Do you want a million dollars?
Sure, but what’s the catch?
The catch is you must work for 90-hours a week for 10-years, and pay for; petrol to get to work, clothes to wear at work, and taxes for the privilege of working.
This deal doesn’t sound so good now, does it?
Gross income is not really a measure of wealth, just as health is not a measure of wellness.
Health is the absence of disease, whereas wellness can be described as an abundance of energy and purpose. Likewise, income might be the absence of poverty, but not the abundance of choices.
Counterintuitive as it might be, research clearly shows that money beyond a certain threshold does not make you any happier. Let me illustrate; imagine you were lost alone in the woods, cold, wet, and hungry. You stumble across a cottage with an open door and the glow of a warm fire and the smell of stew and fresh bread. A friendly person welcomes you in, wraps you in a blanket, sits you by the fire, and feeds you. Your happiness would increase significantly from the 30-minutes before and being given a large amount of money wouldn’t even register on the happiness scale.
So, if money beyond a certain threshold doesn’t make a difference - what does?

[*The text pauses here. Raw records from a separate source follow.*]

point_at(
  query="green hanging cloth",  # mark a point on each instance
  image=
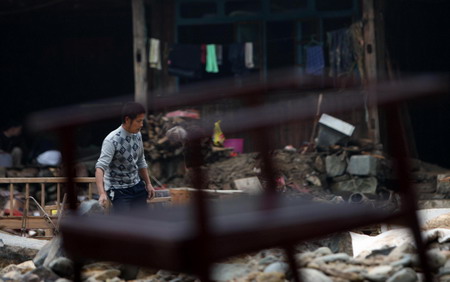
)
(211, 59)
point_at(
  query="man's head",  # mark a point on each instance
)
(12, 128)
(133, 115)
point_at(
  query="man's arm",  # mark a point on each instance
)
(102, 164)
(143, 173)
(103, 199)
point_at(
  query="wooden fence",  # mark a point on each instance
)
(50, 211)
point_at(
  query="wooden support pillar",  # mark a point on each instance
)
(140, 52)
(370, 62)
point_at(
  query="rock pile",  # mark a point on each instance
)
(321, 264)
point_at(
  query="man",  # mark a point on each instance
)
(11, 146)
(121, 171)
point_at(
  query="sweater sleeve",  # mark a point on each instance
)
(106, 155)
(141, 163)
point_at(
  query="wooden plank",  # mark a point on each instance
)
(140, 52)
(46, 180)
(160, 200)
(33, 222)
(370, 57)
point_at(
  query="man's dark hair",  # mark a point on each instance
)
(9, 123)
(132, 110)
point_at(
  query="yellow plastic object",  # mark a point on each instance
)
(218, 137)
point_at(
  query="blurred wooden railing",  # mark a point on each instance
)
(49, 212)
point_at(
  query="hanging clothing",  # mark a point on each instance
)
(315, 63)
(184, 60)
(219, 54)
(211, 61)
(340, 52)
(249, 55)
(203, 57)
(154, 57)
(236, 57)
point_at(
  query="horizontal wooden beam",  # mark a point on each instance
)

Choices, well more specifically, the right choices.
"What is this think that has happened to us? It's a virus, yes. In and of itself it holds no moral belief, but it is definitely more than a virus... It has made the mighty kneel and brought the world halt like nothing else could."
- Arundhati Roy
The pandemic has been a giant wake-up call to what we call normal. Happiness might now be measured in freedom of movement, like being released from a lockdown, or being able to visit friends and family.

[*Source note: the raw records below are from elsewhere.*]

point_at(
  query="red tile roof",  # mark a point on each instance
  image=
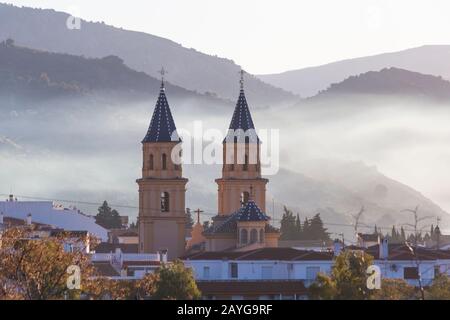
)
(260, 287)
(279, 254)
(105, 269)
(141, 263)
(106, 247)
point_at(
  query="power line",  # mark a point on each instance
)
(182, 211)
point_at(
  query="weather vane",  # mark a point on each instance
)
(242, 72)
(162, 72)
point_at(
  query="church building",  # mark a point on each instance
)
(162, 188)
(241, 223)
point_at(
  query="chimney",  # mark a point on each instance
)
(437, 232)
(337, 247)
(163, 256)
(383, 249)
(29, 220)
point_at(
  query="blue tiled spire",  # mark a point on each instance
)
(162, 127)
(242, 119)
(251, 212)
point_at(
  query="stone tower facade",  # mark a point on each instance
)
(162, 188)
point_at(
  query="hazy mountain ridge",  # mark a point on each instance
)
(34, 76)
(188, 68)
(430, 59)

Wealth is now measured in access to health care, or just living in a place with low transmission rates.
Even work has changed. Companies who resisted work-from-home arrangements were forced to arrange for their employees to work from home. And the prediction is that we will never fully return to the office.
Significant life events often force us to review our choices. If you wake up in a hospital with tubes coming out of you and are told that your condition is due to your choices, you will likely make new ones.
Lose your job or lose your spouse, and you will be forced to face a new reality.
I was recently chatting online to a friend I hadn’t heard from in a few years. He confessed that he disappeared down a 'hole of parenthood and work', and then was knocked off course by losing his job, and hurting his back, at the beginning of the pandemic.
He noted that I seemed happy and at peace and that he had never prioritized these things as he had been driven by ambition.
“Ah”, I quipped, “You were chasing the American dream, based on an illusion of meritocracy, with a false narrative about what really matters.”
“So true”, he responded, “I am the child of Amway parents, after all!”
I fully understood his conundrum, as I too had been raised to work hard and achieve. I started working every Saturday and School Holiday from 10-years old in my father’s hardware store. I too had read Think and Grow Rich and The Magic of Thinking Big and have been a motivational speaker for over 20-years.
But something has changed, and I don’t think it’s just turning 60 - although it has added some perspective.
I was recently enjoying a delicious pizza with friends in Portugal. We had spent the afternoon on the beach and were now relaxing on a sofa with a magnificent view of rolling hills and the ocean. The topic of business and money came up. Somebody started talking about how much better life would be if we were rich, and I offered an alternative view.
“We are already wealthy”, I said. “We are able to order food and enjoy it with this amazing view, in the company of friends, with full health and people who love us.”
Perhaps, this is why I appear to be at peace. I have reconciled my place in the world, I have improved my lot in life, and I am enjoying the fruits of my labor. Do I still have goals to grow, of course, I do? But my goals are more holistic.
Here are some self-leadership questions I ask myself and share with my coaching clients:
I’m not prescribing this list; I’m just sharing it as a thought provoker. I don’t have a problem with high goals and making lots of money, what I do caution about is having narrow goals.
The pandemic has flushed out some of the worst kinds of selfishness and stupidity, and people in fear have forgotten the benefits of community and contribution. Who was happier, in my story about getting lost in the woods – you or the person providing shelter?
When you understand this question, and the answer, you will appreciate the perspective I’m sharing here.